Elle se leva, remit sa robe en place et se tint immobile devant moi. Je me redressai à mon tour, commençant à comprendre les signaux de bienséance qu’elle m’envoyait.

— J’attends votre venue avec impatience, mon ami. Hans sera notre messager, et j’espère recevoir de vos nouvelles au plus vite.

Elle me salua d’un hochement de tête adorable et afficha à nouveau ce sourire qui semblait lui reprendre dix ans en un instant.

Une fois sa maîtresse sortie, le valet me déposa un billet où était inscrite son adresse.

— Madame paraît vous apprécier. N'y voyez pas là la dernière lubie d’une écervelée. Soyez conscient de l’honneur qu’elle vous fait, lança-t-il d’une voix rugueuse.

Son regard restait froid, son visage fermé et le ton sentencieux. On aurait pu penser à un père qui mettrait en garde le prétendant de sa fille la plus chère.

— Ne la décevez pas, poursuivit-il. Tout comme vous ne me décevrez pas, j’en suis sûr. Monsieur mon maître veille sur ses intérêts, et j’en suis le premier ordonnateur.

La menace n’était pas voilée et l’accent guttural du Germain ne faisait qu’en augmenter encore la portée. Je restai silencieux, de crainte de me rendre coupable d’un impair par une malheureuse parole, et me contentai d’un bref hochement de tête en guise d’assentiment.

— C’est donc parfait, conclut-il avant de quitter le compartiment, ses quatre bagages sous les bras.

Je me retrouvai seul sur le quai où j’attendis Martin. Nous récupérâmes nos malles pour les faire expédier dans nos écoles respectives. Sans savoir où nous allions, nous suivîmes le flot des voyageurs qui remontaient le long du train en direction de la gare.

J’effectuai un involontaire pas de côté lorsque j’arrivai à hauteur de la bête. Elle suait et fumait par tous ses orifices et la chaleur qui s’en dégageait était démentielle. Elle semblait prête encore à avaler des centaines de kilomètres de rails et seule la volonté des hommes avait réussi à stopper sa course folle. Un rien aurait suffi pour la faire rugir à nouveau et partir à l’assaut des artères de la capitale.

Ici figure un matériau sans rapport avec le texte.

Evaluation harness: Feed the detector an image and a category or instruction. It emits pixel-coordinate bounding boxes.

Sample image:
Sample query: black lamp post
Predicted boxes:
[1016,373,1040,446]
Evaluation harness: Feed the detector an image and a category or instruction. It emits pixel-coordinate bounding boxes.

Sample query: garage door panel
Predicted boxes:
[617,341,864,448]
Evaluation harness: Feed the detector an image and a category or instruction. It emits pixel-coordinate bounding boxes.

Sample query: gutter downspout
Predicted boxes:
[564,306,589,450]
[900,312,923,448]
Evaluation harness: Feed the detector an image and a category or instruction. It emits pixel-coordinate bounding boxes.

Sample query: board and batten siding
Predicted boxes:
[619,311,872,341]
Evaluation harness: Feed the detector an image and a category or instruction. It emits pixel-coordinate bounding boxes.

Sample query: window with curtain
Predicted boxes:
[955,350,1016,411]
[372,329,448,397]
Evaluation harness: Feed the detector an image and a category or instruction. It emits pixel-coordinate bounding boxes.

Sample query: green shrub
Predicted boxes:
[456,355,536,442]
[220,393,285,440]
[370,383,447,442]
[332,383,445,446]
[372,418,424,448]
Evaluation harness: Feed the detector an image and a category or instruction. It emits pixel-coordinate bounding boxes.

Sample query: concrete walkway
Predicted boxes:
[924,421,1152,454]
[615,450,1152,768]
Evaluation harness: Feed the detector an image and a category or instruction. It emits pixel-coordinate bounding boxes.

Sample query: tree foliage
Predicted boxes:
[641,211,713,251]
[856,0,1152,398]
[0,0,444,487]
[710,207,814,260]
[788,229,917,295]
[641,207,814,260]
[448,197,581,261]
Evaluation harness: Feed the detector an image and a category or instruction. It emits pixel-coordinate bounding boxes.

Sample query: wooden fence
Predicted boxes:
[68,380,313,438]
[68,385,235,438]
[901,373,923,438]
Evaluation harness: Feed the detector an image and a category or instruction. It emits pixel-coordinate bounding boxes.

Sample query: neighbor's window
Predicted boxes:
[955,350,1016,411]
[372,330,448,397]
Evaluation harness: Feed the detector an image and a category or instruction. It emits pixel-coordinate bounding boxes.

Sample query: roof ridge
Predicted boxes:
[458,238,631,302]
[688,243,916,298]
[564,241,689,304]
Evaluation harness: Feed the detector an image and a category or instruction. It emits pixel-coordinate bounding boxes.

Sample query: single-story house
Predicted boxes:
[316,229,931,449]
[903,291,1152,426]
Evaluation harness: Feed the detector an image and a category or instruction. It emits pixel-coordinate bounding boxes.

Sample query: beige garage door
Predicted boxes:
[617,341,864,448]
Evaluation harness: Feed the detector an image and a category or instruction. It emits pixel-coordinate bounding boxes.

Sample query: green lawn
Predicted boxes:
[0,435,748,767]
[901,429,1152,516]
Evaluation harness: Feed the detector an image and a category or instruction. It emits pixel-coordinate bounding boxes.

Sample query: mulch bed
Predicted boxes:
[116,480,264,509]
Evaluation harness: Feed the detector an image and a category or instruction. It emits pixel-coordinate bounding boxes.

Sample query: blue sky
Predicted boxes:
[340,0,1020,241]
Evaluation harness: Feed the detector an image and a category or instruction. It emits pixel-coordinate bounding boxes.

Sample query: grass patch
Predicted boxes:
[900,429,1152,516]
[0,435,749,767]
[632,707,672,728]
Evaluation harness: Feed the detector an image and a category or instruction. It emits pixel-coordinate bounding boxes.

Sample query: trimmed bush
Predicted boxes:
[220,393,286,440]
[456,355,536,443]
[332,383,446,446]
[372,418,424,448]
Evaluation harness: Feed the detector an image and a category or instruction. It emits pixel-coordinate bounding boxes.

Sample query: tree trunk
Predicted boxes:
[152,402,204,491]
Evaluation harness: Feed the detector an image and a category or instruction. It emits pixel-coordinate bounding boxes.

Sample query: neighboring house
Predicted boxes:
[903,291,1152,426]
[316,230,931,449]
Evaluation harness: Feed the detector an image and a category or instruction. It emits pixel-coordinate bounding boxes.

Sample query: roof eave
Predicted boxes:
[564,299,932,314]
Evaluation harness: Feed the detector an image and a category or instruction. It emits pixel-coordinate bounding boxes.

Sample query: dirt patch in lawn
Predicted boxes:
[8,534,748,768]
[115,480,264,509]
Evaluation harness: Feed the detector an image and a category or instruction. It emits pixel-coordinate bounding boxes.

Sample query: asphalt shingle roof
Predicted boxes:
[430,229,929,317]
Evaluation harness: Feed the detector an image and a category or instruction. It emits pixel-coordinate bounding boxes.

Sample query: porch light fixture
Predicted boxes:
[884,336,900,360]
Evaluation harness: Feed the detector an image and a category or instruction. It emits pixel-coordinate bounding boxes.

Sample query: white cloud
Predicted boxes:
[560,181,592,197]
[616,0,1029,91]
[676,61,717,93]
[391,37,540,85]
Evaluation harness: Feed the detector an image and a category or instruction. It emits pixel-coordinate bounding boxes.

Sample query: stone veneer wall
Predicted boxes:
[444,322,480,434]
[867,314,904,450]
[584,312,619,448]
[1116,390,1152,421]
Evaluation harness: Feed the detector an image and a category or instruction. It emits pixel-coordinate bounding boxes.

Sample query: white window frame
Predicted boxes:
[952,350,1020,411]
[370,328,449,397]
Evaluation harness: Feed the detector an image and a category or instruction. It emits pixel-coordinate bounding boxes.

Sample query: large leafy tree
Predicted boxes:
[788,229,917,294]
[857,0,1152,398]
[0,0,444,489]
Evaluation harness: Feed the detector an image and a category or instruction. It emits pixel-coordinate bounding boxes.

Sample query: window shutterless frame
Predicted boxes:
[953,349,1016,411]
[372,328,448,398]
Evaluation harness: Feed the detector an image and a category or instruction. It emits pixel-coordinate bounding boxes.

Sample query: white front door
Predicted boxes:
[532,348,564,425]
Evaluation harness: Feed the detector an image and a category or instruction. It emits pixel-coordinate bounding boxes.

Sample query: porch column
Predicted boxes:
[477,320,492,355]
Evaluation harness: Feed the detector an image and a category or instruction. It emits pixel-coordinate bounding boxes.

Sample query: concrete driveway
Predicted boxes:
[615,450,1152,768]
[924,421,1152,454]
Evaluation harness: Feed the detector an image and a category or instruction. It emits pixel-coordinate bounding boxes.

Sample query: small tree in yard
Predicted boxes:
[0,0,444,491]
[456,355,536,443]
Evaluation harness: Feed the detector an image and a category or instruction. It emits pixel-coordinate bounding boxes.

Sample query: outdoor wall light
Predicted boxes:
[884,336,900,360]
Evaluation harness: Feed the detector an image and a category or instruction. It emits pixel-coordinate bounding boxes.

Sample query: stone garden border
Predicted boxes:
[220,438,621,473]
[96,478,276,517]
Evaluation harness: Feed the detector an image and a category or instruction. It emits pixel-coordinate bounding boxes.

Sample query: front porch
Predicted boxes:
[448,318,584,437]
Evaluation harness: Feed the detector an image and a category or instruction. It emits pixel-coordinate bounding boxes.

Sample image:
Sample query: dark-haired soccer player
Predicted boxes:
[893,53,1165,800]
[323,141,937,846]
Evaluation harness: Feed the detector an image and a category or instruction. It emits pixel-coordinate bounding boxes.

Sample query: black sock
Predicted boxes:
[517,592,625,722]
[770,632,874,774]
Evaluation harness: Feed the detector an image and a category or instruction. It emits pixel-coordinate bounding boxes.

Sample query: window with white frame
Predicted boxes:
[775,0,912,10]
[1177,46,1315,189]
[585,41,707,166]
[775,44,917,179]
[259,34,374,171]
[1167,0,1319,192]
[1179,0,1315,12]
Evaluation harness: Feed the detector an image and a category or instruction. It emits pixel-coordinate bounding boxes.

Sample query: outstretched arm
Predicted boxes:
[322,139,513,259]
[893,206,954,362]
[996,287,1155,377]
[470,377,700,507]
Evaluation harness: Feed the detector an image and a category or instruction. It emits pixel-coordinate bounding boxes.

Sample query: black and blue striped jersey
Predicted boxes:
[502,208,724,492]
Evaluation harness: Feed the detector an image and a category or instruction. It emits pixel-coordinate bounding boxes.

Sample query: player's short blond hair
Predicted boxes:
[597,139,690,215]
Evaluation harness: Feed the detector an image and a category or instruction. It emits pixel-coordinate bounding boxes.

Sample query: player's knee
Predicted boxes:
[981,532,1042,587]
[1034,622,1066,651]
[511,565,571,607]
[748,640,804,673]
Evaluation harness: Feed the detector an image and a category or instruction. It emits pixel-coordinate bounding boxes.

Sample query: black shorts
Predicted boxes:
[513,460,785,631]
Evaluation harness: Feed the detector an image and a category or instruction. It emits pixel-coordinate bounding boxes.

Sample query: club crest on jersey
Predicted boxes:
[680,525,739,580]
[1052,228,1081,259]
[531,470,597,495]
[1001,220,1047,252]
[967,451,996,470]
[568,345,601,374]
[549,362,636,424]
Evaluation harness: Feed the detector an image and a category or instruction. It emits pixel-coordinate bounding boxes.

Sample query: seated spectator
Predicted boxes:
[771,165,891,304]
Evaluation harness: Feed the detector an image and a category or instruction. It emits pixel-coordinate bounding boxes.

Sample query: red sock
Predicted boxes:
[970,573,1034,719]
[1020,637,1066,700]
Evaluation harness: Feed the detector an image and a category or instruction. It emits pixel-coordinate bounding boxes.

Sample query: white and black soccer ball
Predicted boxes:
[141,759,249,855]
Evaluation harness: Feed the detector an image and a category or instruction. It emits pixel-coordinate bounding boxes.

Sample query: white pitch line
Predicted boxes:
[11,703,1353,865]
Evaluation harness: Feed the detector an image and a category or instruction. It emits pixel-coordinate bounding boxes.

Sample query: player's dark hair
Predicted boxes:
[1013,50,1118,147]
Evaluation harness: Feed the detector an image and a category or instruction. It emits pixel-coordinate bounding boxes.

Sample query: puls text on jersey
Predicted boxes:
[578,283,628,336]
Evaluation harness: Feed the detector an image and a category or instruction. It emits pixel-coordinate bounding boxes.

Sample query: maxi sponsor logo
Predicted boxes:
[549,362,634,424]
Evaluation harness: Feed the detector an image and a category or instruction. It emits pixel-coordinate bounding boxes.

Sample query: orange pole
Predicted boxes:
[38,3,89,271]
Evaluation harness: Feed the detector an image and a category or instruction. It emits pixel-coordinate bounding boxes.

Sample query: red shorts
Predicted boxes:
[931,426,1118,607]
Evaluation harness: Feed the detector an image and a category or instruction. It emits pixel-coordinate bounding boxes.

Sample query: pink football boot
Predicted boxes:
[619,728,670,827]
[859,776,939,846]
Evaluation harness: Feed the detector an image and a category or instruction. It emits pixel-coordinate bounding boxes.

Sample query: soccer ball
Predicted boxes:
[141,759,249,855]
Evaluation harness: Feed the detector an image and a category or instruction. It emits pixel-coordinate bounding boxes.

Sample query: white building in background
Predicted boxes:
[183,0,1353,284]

Nous laissâmes derrière nous l’animal, la tête levée vers le spectacle des incroyables verrières qui surplombaient le hall principal. À l'image de la nef d'une cathédrale, elles se composaient d’un entrelacs de poutrelles d’acier et de panneaux transparents. La dentelle, depuis notre position, semblait si fine qu’elle me paraissait risquer de s’effondrer au moindre coup de vent.

Martin et moi devisions, nous racontant avec joie notre voyage, quand nous atteignîmes le parvis de la gare de l’Est.

Une agitation telle que je n’en avais jamais vu animait les rues, qui partaient en étoile depuis l’édifice. Des véhicules à vapeur par dizaines allaient et venaient au milieu d’une masse mouvante de passants. Des tramways électriques — électriques ! – se croisaient et déversaient des flots incessants de passagers qui se ruaient vers leurs trains. Au-dessus de cette agitation, plusieurs dirigeables sillonnaient le ciel. Certains étaient fixés à leur mat, dans l’attente de voyageurs, tandis que d’autres filaient à pleine vitesse vers leurs lointaines destinations.

Toute cette agitation produisait un vacarme assourdissant. Les moteurs vrombissaient et pétaradaient, dans un concert de klaxons et d’invectives. Les conversations des piétons ajoutaient autour de nous un bourdonnement continu qui nous emplissait les oreilles. Des crieurs, par-dessus tout cela, haranguaient la foule, pour vendre leurs journaux, leurs pâtés en croûte ou leurs boissons.

L’odeur, enfin, était prégnante, à tel point qu’elle manqua de me faire reculer. Chaque ville possédait sa senteur propre, chaque pays ses effluves particuliers. L’habitué savait d’une seule inspiration, s’il se trouvait dans sa ville natale ou dans une cité étrangère. Celle de la capitale était composée de fumée de combustion, d’huile de moteur, de relents de détritus qui partout jonchaient le sol, problème si caractéristique de ces villes qui ont grandi trop vite. Mais par-dessus toutes ces odeurs déjà nauséabondes, surnageait, âcre et pestilentielle, celle des déjections. La Seine n’était qu’un égout à ciel ouvert qui depuis des siècles s’écoulait avec lenteur au milieu de la ville. Chacun l’utilisait comme sa fosse d’aisances personnelle, son dépotoir privé ou son moyen d’évacuation des eaux usées. Certains jours, la puanteur s’étendait tant que les plus fortunés fuyaient les murs de la capitale pour trouver refuge à la campagne. Les pauvres avaient alors la satisfaction de posséder la ville entière pour eux seuls. Puante, mais à eux.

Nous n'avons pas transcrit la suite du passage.